Потом прилёг на диван и вдруг начал рассказывать тихонько, но внятно и складно, точно сказочник:
- Люблю я баб, а - не верю ни одной, с малых лет не верю, это меня матушка испортила. Нехорошо про мать дурное помнить, а я - не могу это забыть!
Кожемякин сидел около него в кресле, вытянув ноги, скрестив руки на груди и молча присматривался, как играет, изменяется красивое, лицо гостя: оно казалось то простым и ясным, словно у ребёнка, то вдруг морщилось, брезгливо и сердито. И было странно видеть, что лицо всё время менялось, а глаза оставались неизменно задумчивы.

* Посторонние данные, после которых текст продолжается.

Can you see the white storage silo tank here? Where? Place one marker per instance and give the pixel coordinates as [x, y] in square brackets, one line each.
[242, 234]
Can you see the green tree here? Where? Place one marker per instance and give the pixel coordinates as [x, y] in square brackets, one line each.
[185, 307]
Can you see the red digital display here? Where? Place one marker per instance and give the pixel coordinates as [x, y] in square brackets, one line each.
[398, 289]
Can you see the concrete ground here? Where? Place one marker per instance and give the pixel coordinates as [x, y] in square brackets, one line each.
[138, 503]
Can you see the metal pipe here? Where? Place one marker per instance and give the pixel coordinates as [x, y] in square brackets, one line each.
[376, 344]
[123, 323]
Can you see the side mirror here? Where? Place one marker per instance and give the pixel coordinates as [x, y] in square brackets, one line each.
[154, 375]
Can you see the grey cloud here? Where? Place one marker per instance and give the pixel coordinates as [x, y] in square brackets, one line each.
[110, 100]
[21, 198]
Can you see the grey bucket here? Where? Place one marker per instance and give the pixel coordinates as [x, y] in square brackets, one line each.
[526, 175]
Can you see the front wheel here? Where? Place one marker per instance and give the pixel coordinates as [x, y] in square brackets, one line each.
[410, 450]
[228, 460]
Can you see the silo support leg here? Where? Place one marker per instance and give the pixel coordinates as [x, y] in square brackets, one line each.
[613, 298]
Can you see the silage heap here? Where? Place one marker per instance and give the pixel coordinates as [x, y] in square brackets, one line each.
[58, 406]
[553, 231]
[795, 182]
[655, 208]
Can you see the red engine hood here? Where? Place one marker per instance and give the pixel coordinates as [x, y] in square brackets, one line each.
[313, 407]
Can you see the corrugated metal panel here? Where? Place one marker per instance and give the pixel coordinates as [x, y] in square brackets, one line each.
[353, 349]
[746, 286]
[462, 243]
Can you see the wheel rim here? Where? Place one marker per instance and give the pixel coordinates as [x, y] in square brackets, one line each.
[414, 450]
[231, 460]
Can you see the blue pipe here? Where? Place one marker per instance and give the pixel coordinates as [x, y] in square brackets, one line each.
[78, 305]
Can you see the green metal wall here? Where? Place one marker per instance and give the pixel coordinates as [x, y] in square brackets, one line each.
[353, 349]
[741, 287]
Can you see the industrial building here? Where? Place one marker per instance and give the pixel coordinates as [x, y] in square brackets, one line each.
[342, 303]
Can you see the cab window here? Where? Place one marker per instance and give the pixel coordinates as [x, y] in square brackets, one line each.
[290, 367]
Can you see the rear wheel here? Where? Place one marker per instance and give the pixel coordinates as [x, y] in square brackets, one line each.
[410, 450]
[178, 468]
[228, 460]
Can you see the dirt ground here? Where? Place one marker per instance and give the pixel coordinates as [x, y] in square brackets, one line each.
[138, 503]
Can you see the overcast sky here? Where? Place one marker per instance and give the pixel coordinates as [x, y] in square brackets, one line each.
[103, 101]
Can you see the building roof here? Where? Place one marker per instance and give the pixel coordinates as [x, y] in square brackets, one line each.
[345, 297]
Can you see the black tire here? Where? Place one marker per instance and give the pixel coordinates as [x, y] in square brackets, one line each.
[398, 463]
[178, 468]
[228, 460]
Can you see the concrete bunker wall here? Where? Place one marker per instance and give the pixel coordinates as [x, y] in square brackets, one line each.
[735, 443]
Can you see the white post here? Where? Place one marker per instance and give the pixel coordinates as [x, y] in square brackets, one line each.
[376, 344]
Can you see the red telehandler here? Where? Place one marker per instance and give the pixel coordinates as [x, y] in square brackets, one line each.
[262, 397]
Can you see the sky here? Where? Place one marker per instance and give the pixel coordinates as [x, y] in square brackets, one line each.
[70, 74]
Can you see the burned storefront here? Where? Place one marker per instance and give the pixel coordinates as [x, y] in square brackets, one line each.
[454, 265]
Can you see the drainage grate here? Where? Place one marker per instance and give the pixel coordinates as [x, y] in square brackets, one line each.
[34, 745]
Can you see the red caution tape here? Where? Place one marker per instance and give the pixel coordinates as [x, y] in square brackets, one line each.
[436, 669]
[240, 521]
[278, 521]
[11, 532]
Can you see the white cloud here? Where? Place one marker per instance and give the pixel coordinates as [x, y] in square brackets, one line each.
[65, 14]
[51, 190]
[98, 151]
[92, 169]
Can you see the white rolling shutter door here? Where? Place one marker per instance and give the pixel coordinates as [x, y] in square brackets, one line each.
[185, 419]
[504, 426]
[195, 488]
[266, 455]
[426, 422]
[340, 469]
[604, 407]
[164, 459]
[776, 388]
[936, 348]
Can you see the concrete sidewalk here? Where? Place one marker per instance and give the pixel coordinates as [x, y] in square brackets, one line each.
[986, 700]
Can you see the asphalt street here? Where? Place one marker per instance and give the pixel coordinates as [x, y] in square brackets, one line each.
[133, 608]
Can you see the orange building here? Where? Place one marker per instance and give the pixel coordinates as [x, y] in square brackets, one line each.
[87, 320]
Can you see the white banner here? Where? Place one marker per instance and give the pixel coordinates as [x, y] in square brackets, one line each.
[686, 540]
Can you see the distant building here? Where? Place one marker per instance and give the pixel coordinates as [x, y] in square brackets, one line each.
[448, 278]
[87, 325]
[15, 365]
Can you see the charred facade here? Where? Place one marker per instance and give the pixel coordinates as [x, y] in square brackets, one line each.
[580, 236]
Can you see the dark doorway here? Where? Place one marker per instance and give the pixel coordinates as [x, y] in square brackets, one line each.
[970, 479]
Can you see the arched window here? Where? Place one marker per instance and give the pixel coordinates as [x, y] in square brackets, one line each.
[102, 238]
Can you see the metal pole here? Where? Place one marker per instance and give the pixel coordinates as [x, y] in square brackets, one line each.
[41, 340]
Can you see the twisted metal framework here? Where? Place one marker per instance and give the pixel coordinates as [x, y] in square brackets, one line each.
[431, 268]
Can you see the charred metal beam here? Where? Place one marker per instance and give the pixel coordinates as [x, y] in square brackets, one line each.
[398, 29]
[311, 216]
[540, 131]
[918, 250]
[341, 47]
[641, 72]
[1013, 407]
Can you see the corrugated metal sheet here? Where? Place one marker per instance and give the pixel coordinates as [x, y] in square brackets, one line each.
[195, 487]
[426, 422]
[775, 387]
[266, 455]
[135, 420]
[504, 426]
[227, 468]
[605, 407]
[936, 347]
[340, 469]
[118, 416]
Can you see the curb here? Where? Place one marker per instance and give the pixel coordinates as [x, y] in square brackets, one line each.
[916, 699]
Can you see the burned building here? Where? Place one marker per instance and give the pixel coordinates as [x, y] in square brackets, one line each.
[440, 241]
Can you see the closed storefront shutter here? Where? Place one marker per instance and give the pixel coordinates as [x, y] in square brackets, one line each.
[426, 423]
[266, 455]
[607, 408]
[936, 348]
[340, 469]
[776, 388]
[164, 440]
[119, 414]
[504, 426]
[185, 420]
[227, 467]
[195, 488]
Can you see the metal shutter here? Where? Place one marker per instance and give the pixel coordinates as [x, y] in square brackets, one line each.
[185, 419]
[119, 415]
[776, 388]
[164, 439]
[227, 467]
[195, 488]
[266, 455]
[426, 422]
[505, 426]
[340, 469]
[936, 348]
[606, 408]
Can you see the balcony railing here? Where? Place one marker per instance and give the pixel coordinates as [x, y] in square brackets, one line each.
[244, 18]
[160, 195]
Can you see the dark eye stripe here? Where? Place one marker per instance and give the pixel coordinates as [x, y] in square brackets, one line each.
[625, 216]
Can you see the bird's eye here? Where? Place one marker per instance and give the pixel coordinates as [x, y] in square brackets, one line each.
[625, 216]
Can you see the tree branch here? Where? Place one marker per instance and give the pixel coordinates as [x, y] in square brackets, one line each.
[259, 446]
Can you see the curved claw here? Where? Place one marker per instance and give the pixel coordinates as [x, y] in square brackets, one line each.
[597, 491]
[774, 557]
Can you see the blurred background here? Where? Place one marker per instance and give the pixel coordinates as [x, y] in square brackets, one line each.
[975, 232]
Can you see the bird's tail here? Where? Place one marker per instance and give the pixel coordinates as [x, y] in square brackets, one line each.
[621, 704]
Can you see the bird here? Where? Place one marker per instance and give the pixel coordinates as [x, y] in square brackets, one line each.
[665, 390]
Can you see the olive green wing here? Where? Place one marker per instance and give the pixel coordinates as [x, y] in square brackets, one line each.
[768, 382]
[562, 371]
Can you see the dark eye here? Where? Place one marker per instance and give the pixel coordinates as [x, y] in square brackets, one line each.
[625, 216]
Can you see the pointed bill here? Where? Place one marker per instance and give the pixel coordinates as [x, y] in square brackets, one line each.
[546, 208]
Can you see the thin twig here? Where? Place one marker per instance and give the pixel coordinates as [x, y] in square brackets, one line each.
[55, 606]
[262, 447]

- Ты, чай, знаешь, - говорил он низким, сипловатым тенорком, - отец у нас был хороший, кроткий человек, только - неделовой и пьющий; хозяйство и торговля у матери в руках, и он сам при нас, бывало, говаривал: "Устя, ты дому начало!" А мать была женщина рослая, суровая, характерная: она нас и секла, и ласкала, и сказки сказывала. Любили мы её больше отца, - ругала она его, пьяненького, высмеивала при нас, и это привилось нам несколько: дети переимчивы, и мы тоже над ним, пьяным-то, шутки шутили, нос сажей намажем, а то - перцу в ноздри ему, и - чихает, а нам смешно! Особенно Сенька зол и гадок был на выдумки. Я любил мать без ума, до ревности и драки с Сенькой и с сестрой Марьей, - чуть, бывало, они забегут к ней вперёд меня - я их, чем попадя, до крови бил. И теперь вот - истаскался кобель до лысины в шерсти, а - не померли для меня ни глаза её ласковые, ни руки мягкие, и все сказки помню. Положит меня, бывало, на колени к себе, ищет ловкими пальцами в голове, говорит, говорит, - а я прижмусь ко груди, слушаю - сердце её бьётся, молчу, не дышу, замер, и - самое это счастливое время около матери, в руках у ней вплоть её телу, - ты свою мать помнишь?